That’s my understanding too. And if it were ONLY sand and water, we probably wouldn’t be talking about it.
I have found out the following.
Fracking was granted explicit exemptions from the Safe Drinking Water Act, the Clean Air Act, and the Clean Water Act.
Frackers are allowed to pump millions of gallons of fluid containing toxic chemicals into the ground without having to identify them.
Substances used include benzene, ethylbenzene, toluene, boric acid, monoethanolamine, xylene, diesel-range organics, methanol, formaldehyde, hydrochloric acid, ammonium bisulfite, 2-butoxyethanol, and 5-chloro-2-methyl-4-isothiazotin-3-one.
I don’t want these things in the water that my family drinks.
That's a short list of all the compounds found in drinking water. The important data is the PPM of each compound on your list found in the test sample and where and when were the test samples taken.
The enviro's, in order to scare folks, list everything ever found in water, even if that compound isn't found within 500 miles of where you might live.
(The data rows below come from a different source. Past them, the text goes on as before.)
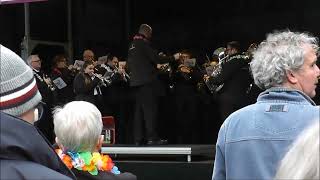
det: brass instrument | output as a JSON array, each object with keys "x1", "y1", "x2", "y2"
[
  {"x1": 93, "y1": 73, "x2": 111, "y2": 87},
  {"x1": 44, "y1": 74, "x2": 56, "y2": 91},
  {"x1": 177, "y1": 64, "x2": 193, "y2": 81},
  {"x1": 33, "y1": 71, "x2": 56, "y2": 91},
  {"x1": 114, "y1": 64, "x2": 130, "y2": 80},
  {"x1": 203, "y1": 48, "x2": 229, "y2": 93}
]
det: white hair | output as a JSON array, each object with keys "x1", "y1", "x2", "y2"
[
  {"x1": 250, "y1": 30, "x2": 319, "y2": 89},
  {"x1": 26, "y1": 54, "x2": 38, "y2": 66},
  {"x1": 53, "y1": 101, "x2": 103, "y2": 152},
  {"x1": 275, "y1": 120, "x2": 319, "y2": 180}
]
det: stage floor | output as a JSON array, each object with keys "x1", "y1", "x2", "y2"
[{"x1": 101, "y1": 144, "x2": 215, "y2": 162}]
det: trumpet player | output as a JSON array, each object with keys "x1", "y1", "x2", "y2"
[
  {"x1": 51, "y1": 54, "x2": 76, "y2": 105},
  {"x1": 99, "y1": 54, "x2": 132, "y2": 143},
  {"x1": 73, "y1": 61, "x2": 105, "y2": 111},
  {"x1": 172, "y1": 50, "x2": 202, "y2": 144}
]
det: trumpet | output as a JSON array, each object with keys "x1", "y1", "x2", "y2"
[
  {"x1": 92, "y1": 73, "x2": 111, "y2": 87},
  {"x1": 114, "y1": 65, "x2": 130, "y2": 80}
]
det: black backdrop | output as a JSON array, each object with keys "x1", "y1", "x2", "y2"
[{"x1": 1, "y1": 0, "x2": 320, "y2": 60}]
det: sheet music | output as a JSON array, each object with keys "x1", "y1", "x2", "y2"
[
  {"x1": 74, "y1": 60, "x2": 84, "y2": 69},
  {"x1": 205, "y1": 66, "x2": 215, "y2": 76},
  {"x1": 52, "y1": 77, "x2": 67, "y2": 89},
  {"x1": 184, "y1": 58, "x2": 196, "y2": 67}
]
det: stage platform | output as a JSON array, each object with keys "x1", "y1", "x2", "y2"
[{"x1": 101, "y1": 144, "x2": 215, "y2": 162}]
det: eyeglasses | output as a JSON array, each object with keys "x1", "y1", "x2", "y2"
[{"x1": 32, "y1": 59, "x2": 41, "y2": 63}]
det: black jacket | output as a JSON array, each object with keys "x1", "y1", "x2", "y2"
[
  {"x1": 127, "y1": 35, "x2": 175, "y2": 87},
  {"x1": 0, "y1": 112, "x2": 76, "y2": 180},
  {"x1": 33, "y1": 69, "x2": 55, "y2": 106},
  {"x1": 51, "y1": 67, "x2": 76, "y2": 105},
  {"x1": 72, "y1": 169, "x2": 137, "y2": 180},
  {"x1": 73, "y1": 72, "x2": 100, "y2": 104},
  {"x1": 208, "y1": 53, "x2": 252, "y2": 101}
]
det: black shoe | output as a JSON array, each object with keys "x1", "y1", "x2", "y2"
[{"x1": 146, "y1": 139, "x2": 168, "y2": 145}]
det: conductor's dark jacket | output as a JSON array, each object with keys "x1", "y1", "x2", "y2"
[{"x1": 127, "y1": 34, "x2": 175, "y2": 88}]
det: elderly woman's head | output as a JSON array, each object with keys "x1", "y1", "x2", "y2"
[
  {"x1": 251, "y1": 30, "x2": 320, "y2": 97},
  {"x1": 53, "y1": 101, "x2": 103, "y2": 152}
]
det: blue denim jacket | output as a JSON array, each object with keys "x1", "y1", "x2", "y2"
[{"x1": 212, "y1": 88, "x2": 319, "y2": 180}]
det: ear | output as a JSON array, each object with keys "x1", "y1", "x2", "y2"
[
  {"x1": 286, "y1": 70, "x2": 298, "y2": 84},
  {"x1": 94, "y1": 135, "x2": 103, "y2": 152}
]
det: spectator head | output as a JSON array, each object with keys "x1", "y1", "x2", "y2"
[
  {"x1": 138, "y1": 24, "x2": 152, "y2": 39},
  {"x1": 0, "y1": 45, "x2": 42, "y2": 124},
  {"x1": 275, "y1": 120, "x2": 319, "y2": 180},
  {"x1": 53, "y1": 101, "x2": 103, "y2": 152},
  {"x1": 250, "y1": 30, "x2": 320, "y2": 97}
]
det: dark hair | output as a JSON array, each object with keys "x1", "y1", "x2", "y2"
[
  {"x1": 227, "y1": 41, "x2": 241, "y2": 52},
  {"x1": 81, "y1": 61, "x2": 94, "y2": 86},
  {"x1": 52, "y1": 54, "x2": 66, "y2": 67}
]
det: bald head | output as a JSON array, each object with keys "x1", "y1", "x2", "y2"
[
  {"x1": 138, "y1": 24, "x2": 152, "y2": 39},
  {"x1": 83, "y1": 49, "x2": 95, "y2": 62}
]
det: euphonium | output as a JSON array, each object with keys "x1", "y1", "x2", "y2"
[{"x1": 204, "y1": 52, "x2": 229, "y2": 93}]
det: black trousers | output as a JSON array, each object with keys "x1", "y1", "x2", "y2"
[{"x1": 133, "y1": 82, "x2": 159, "y2": 142}]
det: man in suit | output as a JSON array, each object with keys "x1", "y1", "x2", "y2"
[{"x1": 127, "y1": 24, "x2": 180, "y2": 145}]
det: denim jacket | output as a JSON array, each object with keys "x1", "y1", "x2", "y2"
[{"x1": 212, "y1": 88, "x2": 319, "y2": 180}]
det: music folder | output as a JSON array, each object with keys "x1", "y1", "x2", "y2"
[
  {"x1": 184, "y1": 58, "x2": 196, "y2": 67},
  {"x1": 52, "y1": 77, "x2": 67, "y2": 89}
]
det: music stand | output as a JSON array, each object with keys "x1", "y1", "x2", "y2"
[{"x1": 102, "y1": 116, "x2": 115, "y2": 145}]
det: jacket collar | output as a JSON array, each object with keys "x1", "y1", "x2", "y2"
[{"x1": 257, "y1": 87, "x2": 316, "y2": 105}]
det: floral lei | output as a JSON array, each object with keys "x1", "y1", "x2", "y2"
[{"x1": 55, "y1": 149, "x2": 120, "y2": 176}]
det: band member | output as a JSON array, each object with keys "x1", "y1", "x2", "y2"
[
  {"x1": 172, "y1": 50, "x2": 202, "y2": 144},
  {"x1": 127, "y1": 24, "x2": 180, "y2": 145},
  {"x1": 27, "y1": 54, "x2": 56, "y2": 143},
  {"x1": 51, "y1": 54, "x2": 76, "y2": 105},
  {"x1": 27, "y1": 54, "x2": 56, "y2": 106},
  {"x1": 82, "y1": 49, "x2": 95, "y2": 62},
  {"x1": 73, "y1": 61, "x2": 103, "y2": 109},
  {"x1": 206, "y1": 41, "x2": 252, "y2": 121},
  {"x1": 100, "y1": 55, "x2": 132, "y2": 143}
]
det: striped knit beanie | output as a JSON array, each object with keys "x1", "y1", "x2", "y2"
[{"x1": 0, "y1": 45, "x2": 42, "y2": 116}]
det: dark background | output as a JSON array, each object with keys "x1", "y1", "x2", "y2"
[{"x1": 1, "y1": 0, "x2": 320, "y2": 62}]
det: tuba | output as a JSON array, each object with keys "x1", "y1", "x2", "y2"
[{"x1": 204, "y1": 47, "x2": 228, "y2": 93}]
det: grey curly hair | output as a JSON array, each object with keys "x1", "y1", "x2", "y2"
[{"x1": 250, "y1": 30, "x2": 319, "y2": 89}]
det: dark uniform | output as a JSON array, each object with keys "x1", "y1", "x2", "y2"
[
  {"x1": 208, "y1": 53, "x2": 252, "y2": 121},
  {"x1": 127, "y1": 34, "x2": 175, "y2": 144}
]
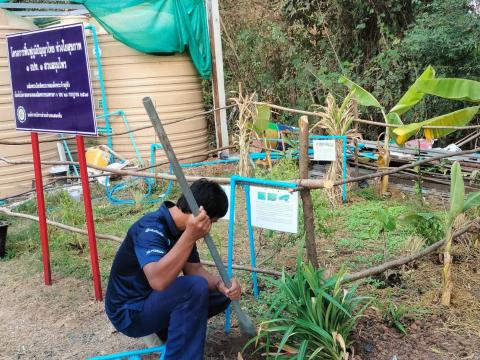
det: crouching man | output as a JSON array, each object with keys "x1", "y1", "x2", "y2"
[{"x1": 105, "y1": 179, "x2": 241, "y2": 359}]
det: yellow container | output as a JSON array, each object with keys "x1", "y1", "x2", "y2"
[{"x1": 85, "y1": 147, "x2": 109, "y2": 168}]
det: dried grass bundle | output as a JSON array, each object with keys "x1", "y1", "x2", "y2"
[
  {"x1": 230, "y1": 86, "x2": 256, "y2": 177},
  {"x1": 312, "y1": 93, "x2": 361, "y2": 205}
]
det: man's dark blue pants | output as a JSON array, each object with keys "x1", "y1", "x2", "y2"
[{"x1": 121, "y1": 275, "x2": 230, "y2": 360}]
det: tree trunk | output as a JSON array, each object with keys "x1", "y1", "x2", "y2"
[{"x1": 299, "y1": 116, "x2": 319, "y2": 268}]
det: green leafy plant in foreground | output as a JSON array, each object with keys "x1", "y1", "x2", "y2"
[
  {"x1": 375, "y1": 208, "x2": 397, "y2": 261},
  {"x1": 247, "y1": 250, "x2": 371, "y2": 359},
  {"x1": 375, "y1": 299, "x2": 427, "y2": 335}
]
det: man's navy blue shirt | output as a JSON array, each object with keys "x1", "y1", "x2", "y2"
[{"x1": 105, "y1": 201, "x2": 200, "y2": 331}]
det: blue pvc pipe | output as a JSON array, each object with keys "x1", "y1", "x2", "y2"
[
  {"x1": 97, "y1": 110, "x2": 144, "y2": 166},
  {"x1": 225, "y1": 176, "x2": 299, "y2": 333},
  {"x1": 244, "y1": 185, "x2": 259, "y2": 298},
  {"x1": 309, "y1": 135, "x2": 345, "y2": 140},
  {"x1": 225, "y1": 179, "x2": 237, "y2": 334},
  {"x1": 309, "y1": 135, "x2": 348, "y2": 202},
  {"x1": 59, "y1": 135, "x2": 79, "y2": 176},
  {"x1": 230, "y1": 175, "x2": 297, "y2": 189},
  {"x1": 85, "y1": 24, "x2": 112, "y2": 151},
  {"x1": 86, "y1": 345, "x2": 166, "y2": 360},
  {"x1": 179, "y1": 159, "x2": 238, "y2": 168}
]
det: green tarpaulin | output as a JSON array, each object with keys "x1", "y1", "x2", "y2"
[{"x1": 74, "y1": 0, "x2": 211, "y2": 79}]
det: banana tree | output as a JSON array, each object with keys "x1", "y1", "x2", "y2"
[
  {"x1": 391, "y1": 71, "x2": 480, "y2": 144},
  {"x1": 339, "y1": 76, "x2": 402, "y2": 195},
  {"x1": 339, "y1": 66, "x2": 480, "y2": 194},
  {"x1": 441, "y1": 162, "x2": 480, "y2": 306}
]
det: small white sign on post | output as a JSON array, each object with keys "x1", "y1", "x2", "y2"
[
  {"x1": 250, "y1": 186, "x2": 298, "y2": 233},
  {"x1": 313, "y1": 139, "x2": 336, "y2": 161}
]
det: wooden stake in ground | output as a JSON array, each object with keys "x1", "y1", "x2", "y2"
[
  {"x1": 379, "y1": 118, "x2": 391, "y2": 197},
  {"x1": 299, "y1": 116, "x2": 319, "y2": 268}
]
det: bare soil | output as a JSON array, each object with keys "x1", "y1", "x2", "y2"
[
  {"x1": 2, "y1": 248, "x2": 479, "y2": 360},
  {"x1": 353, "y1": 310, "x2": 480, "y2": 360},
  {"x1": 0, "y1": 258, "x2": 255, "y2": 360}
]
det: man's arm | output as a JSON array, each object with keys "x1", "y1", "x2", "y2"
[
  {"x1": 184, "y1": 262, "x2": 242, "y2": 300},
  {"x1": 143, "y1": 208, "x2": 211, "y2": 291}
]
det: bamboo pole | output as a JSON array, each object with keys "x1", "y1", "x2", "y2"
[
  {"x1": 0, "y1": 207, "x2": 122, "y2": 242},
  {"x1": 380, "y1": 114, "x2": 391, "y2": 196},
  {"x1": 1, "y1": 148, "x2": 478, "y2": 191},
  {"x1": 343, "y1": 219, "x2": 478, "y2": 283},
  {"x1": 293, "y1": 148, "x2": 480, "y2": 190},
  {"x1": 0, "y1": 105, "x2": 237, "y2": 146},
  {"x1": 0, "y1": 156, "x2": 231, "y2": 184},
  {"x1": 299, "y1": 116, "x2": 319, "y2": 268}
]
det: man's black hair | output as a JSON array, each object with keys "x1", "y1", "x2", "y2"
[{"x1": 177, "y1": 178, "x2": 228, "y2": 219}]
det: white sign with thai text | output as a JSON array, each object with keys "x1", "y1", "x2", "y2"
[
  {"x1": 313, "y1": 139, "x2": 336, "y2": 161},
  {"x1": 250, "y1": 186, "x2": 298, "y2": 233}
]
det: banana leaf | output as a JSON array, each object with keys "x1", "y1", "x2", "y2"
[
  {"x1": 385, "y1": 112, "x2": 403, "y2": 143},
  {"x1": 376, "y1": 208, "x2": 396, "y2": 232},
  {"x1": 449, "y1": 162, "x2": 464, "y2": 220},
  {"x1": 463, "y1": 191, "x2": 480, "y2": 212},
  {"x1": 416, "y1": 78, "x2": 480, "y2": 103},
  {"x1": 390, "y1": 66, "x2": 436, "y2": 115},
  {"x1": 338, "y1": 76, "x2": 383, "y2": 109},
  {"x1": 392, "y1": 106, "x2": 479, "y2": 145},
  {"x1": 253, "y1": 104, "x2": 271, "y2": 134}
]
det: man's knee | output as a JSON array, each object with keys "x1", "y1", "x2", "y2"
[{"x1": 184, "y1": 275, "x2": 209, "y2": 299}]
I have no doubt that overall the pesticides, herbicides, and fertilizers used by farmers and growers and sprayed right onto food we eat are much more of a hazard to humans than hydraulic fraccing. But pesticides and herbicides are much more familiar substances and therefore less threatening to environmentalists than the new, largely imaginary threat of fraccing. There’s also the political motive to attack fraccing because it’s used mainly in the conservative oil-producing states to produce products that wacko environmentalists believe will cause “global warming.”
The main environmental threat from fraccing is illegal dumping of waste water, so I would say regulators need to focus on proper disposal of waste water and make sure all the waste water is accounted for and isn’t disappearing somewhere late at night.
That statement isn't true. They may not publish them in the local paper, but every drill site using them has the MSDS sheets available on site to all the chemicals used.